As the group stages begin coming to a conclusion in the European Championships, another tournament is working its way to a conclusion. The Centenary Copa America hosts the United States defeated Ecuador 2-1 in the Quarter final thanks to a first half goal from Clint Dempsey (remember him?). The result and tournament as a whole has brought about a range of questions about the development of the sport in the states and also their standing in the Americas as not everyone has been positive regarding allowing the centenary of the Copa America to be hosted there.
Despite there being a Copa America tournament only last year in which Chile were successful, the tournament is again underway to celebrate the centenary with the addition of six teams from the CONCACF. The United States was chosen to host the iconic tournament due to the finance, the stadiums and based on the peak in interest the sport has developed over the last few years. However, the decision to award America the event has not been met with unanimous support. One of the most critical voices is the President of the Uruguayan Football Association. Wilmar Valdez criticised the decision to take the historic centenary out of South America and stated America is “a country where they don’t feel Football”. The anger towards America hosting the tournament was probably not improved from Mr Valdez when the wrong national anthem was incorrectly played at a Uruguay group stage game.
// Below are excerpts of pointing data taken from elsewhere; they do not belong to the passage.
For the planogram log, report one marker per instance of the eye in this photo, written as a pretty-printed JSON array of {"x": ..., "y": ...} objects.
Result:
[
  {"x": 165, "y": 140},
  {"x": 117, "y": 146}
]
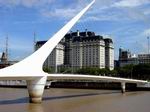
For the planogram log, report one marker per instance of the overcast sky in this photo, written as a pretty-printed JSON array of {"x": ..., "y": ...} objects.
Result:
[{"x": 127, "y": 22}]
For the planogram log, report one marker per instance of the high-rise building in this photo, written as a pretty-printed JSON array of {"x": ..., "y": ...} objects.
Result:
[
  {"x": 126, "y": 58},
  {"x": 81, "y": 50},
  {"x": 109, "y": 54}
]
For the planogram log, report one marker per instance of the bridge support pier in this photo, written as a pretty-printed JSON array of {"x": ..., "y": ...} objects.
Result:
[
  {"x": 35, "y": 89},
  {"x": 123, "y": 87}
]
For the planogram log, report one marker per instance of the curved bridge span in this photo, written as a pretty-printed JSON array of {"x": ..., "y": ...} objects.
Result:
[{"x": 30, "y": 69}]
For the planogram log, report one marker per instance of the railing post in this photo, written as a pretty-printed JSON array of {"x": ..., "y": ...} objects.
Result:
[
  {"x": 123, "y": 87},
  {"x": 36, "y": 89}
]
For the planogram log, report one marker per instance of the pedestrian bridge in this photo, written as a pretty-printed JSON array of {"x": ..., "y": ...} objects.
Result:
[{"x": 30, "y": 69}]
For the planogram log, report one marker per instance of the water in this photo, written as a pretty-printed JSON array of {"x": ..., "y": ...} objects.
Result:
[{"x": 75, "y": 100}]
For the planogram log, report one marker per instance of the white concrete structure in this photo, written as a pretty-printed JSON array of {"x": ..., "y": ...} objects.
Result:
[
  {"x": 56, "y": 57},
  {"x": 30, "y": 69}
]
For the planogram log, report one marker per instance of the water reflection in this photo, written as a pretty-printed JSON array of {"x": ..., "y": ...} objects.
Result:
[{"x": 35, "y": 108}]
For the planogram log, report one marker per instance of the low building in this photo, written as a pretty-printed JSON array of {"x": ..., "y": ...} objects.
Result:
[{"x": 144, "y": 58}]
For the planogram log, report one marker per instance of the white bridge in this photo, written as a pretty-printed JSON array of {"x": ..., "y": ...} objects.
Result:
[{"x": 30, "y": 69}]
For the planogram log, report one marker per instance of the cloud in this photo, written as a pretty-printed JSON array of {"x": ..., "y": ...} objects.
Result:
[
  {"x": 146, "y": 32},
  {"x": 65, "y": 13},
  {"x": 131, "y": 3},
  {"x": 25, "y": 3}
]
This leads on to the next point, does America feel Football or is the view by Mr Valdez correct? Well Attendances have certainly improved over the last few seasons, In 2015 the average attendance at a regular MLS game improved from 19,147 to 21,574. 10 of the clubs had an average attendance of 20,000 or above. Seattle Sounders lead the way with an average attendance of 44,247 which impressive by anyone’s standards.
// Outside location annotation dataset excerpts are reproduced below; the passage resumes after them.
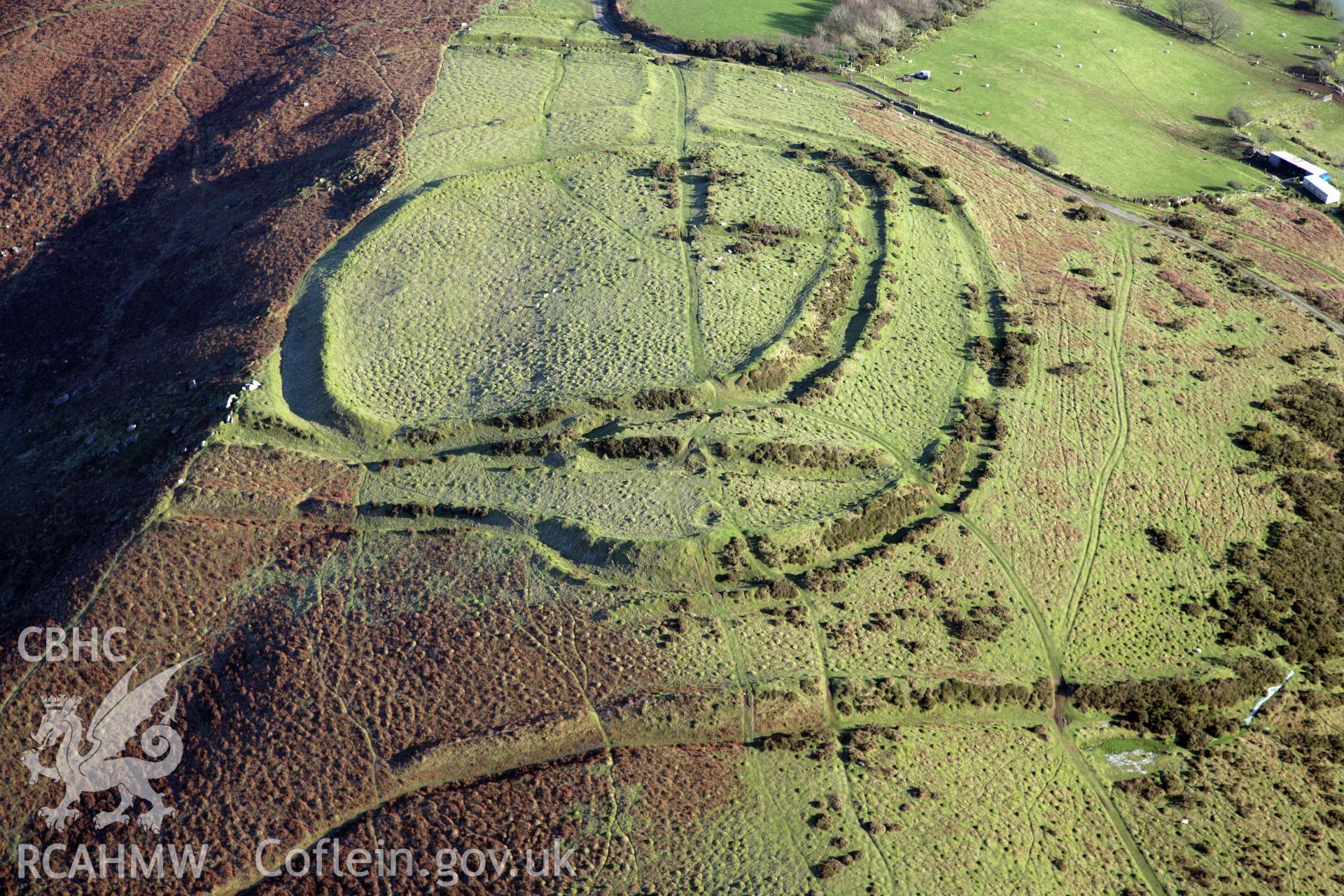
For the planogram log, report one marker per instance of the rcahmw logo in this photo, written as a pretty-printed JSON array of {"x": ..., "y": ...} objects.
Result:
[{"x": 89, "y": 760}]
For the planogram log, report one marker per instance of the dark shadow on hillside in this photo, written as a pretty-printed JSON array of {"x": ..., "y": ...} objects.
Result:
[
  {"x": 1160, "y": 23},
  {"x": 104, "y": 331}
]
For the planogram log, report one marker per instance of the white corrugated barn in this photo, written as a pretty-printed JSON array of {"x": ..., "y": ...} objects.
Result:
[{"x": 1322, "y": 190}]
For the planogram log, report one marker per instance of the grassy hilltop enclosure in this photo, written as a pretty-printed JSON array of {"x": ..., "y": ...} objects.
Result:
[
  {"x": 761, "y": 489},
  {"x": 1124, "y": 101},
  {"x": 848, "y": 444},
  {"x": 707, "y": 19}
]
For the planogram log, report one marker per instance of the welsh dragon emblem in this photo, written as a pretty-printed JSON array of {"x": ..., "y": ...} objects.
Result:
[{"x": 102, "y": 766}]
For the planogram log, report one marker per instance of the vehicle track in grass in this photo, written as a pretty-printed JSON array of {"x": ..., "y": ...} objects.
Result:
[
  {"x": 686, "y": 195},
  {"x": 1120, "y": 421}
]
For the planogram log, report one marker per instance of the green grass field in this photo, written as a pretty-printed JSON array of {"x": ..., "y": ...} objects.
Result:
[
  {"x": 685, "y": 349},
  {"x": 1121, "y": 101},
  {"x": 761, "y": 19}
]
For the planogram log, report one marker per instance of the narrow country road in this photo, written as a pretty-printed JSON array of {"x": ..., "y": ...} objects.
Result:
[{"x": 1335, "y": 326}]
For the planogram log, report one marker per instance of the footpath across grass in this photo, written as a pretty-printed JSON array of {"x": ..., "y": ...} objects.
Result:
[{"x": 738, "y": 19}]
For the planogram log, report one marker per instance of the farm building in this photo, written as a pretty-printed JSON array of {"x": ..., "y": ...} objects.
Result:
[
  {"x": 1322, "y": 190},
  {"x": 1294, "y": 167},
  {"x": 1312, "y": 179}
]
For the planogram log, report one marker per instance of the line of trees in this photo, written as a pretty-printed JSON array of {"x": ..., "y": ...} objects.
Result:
[
  {"x": 1212, "y": 19},
  {"x": 869, "y": 24}
]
Over the last few years, the MLS and the sport in America has been an object of derision seeing over the hill players from around the world look for one more pay-cheque in the sun but slowly that is changing. Whilst the league still does have high profile players such as Pirlo and Kaka but there is a generation of home-grown players who are also making a name for themselves such as Gyasi Zardes who also scored in the quarter final win. The MLS is becoming less reliant on high profile foreign signings which therefore gives American players more chance to flourish in their own league which is having a positive effect on the national team.
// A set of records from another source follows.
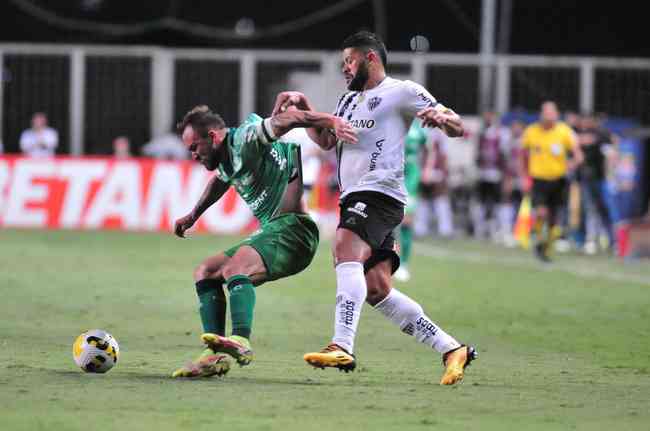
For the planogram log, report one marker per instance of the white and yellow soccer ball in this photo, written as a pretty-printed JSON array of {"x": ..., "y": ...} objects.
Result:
[{"x": 95, "y": 351}]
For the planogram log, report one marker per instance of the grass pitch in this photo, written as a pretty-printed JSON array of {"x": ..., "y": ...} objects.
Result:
[{"x": 561, "y": 347}]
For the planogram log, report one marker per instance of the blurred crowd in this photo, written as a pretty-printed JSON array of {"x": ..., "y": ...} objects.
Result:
[
  {"x": 479, "y": 197},
  {"x": 41, "y": 140}
]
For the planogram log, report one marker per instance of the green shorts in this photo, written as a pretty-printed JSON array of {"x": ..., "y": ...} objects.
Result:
[
  {"x": 286, "y": 243},
  {"x": 411, "y": 181}
]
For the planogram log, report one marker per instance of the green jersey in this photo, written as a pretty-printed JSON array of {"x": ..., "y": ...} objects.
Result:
[{"x": 259, "y": 171}]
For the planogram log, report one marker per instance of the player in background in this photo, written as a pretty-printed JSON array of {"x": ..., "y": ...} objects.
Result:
[
  {"x": 373, "y": 195},
  {"x": 491, "y": 162},
  {"x": 416, "y": 139},
  {"x": 434, "y": 201},
  {"x": 512, "y": 184},
  {"x": 545, "y": 160},
  {"x": 266, "y": 172},
  {"x": 597, "y": 144}
]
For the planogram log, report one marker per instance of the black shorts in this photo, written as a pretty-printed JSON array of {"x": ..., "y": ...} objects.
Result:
[
  {"x": 373, "y": 216},
  {"x": 551, "y": 194}
]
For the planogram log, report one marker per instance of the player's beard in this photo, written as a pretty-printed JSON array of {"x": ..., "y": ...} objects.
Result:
[
  {"x": 211, "y": 160},
  {"x": 360, "y": 78}
]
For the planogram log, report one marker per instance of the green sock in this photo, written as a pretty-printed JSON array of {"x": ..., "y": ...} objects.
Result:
[
  {"x": 406, "y": 239},
  {"x": 242, "y": 304},
  {"x": 213, "y": 305}
]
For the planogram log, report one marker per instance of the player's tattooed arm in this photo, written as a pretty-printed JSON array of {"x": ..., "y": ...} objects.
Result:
[
  {"x": 271, "y": 128},
  {"x": 444, "y": 118},
  {"x": 291, "y": 100},
  {"x": 212, "y": 193}
]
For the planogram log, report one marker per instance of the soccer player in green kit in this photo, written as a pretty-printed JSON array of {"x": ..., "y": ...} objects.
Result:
[
  {"x": 266, "y": 173},
  {"x": 415, "y": 139}
]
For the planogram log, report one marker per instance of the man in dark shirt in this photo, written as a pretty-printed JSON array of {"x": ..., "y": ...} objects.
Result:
[{"x": 595, "y": 142}]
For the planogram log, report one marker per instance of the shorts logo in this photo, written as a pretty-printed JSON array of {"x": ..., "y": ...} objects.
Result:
[
  {"x": 373, "y": 103},
  {"x": 359, "y": 209}
]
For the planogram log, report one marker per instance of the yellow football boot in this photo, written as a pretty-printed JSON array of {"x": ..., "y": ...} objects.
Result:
[
  {"x": 206, "y": 365},
  {"x": 237, "y": 347},
  {"x": 332, "y": 356},
  {"x": 455, "y": 363}
]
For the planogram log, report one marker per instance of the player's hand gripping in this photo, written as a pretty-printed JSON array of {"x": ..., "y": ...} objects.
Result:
[
  {"x": 433, "y": 118},
  {"x": 344, "y": 131},
  {"x": 183, "y": 224},
  {"x": 290, "y": 98}
]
In terms of support, America is a nation that loves Sporting heroes and the decision to take the Copa America there with the most iconic player on the planet involved can only help to improve the interest in the sport and by a quirk of fate it is the United States who will face Argentina and Messi on Tuesday night for a place in the final. The upcoming semi final should be an intriguing contest on the pitch and also the hosts passionate patriotism matched against the majestic talents of Messi. A player who has had every superlative wrote about him and a man who is on a mission to rid himself of the doubters who claim he cannot be considered a true great until he leads Argentina to glory and amazingly Argentina have not won the Copa America since 1993. Whatever happens on Tuesday night, it will allow a nation or an individual to go one step further to cement their legacy.
I believe that the legacy of this tournament has a great chance to consolidate the sports place in the mainstream of America and to also consolidate the United States place as an up and coming footballing nation but if the United States are able to pull off a shock and go on to win the Copa America the players would surely take their place in sporting immortality and cement the legacy of ‘soccer’ forever.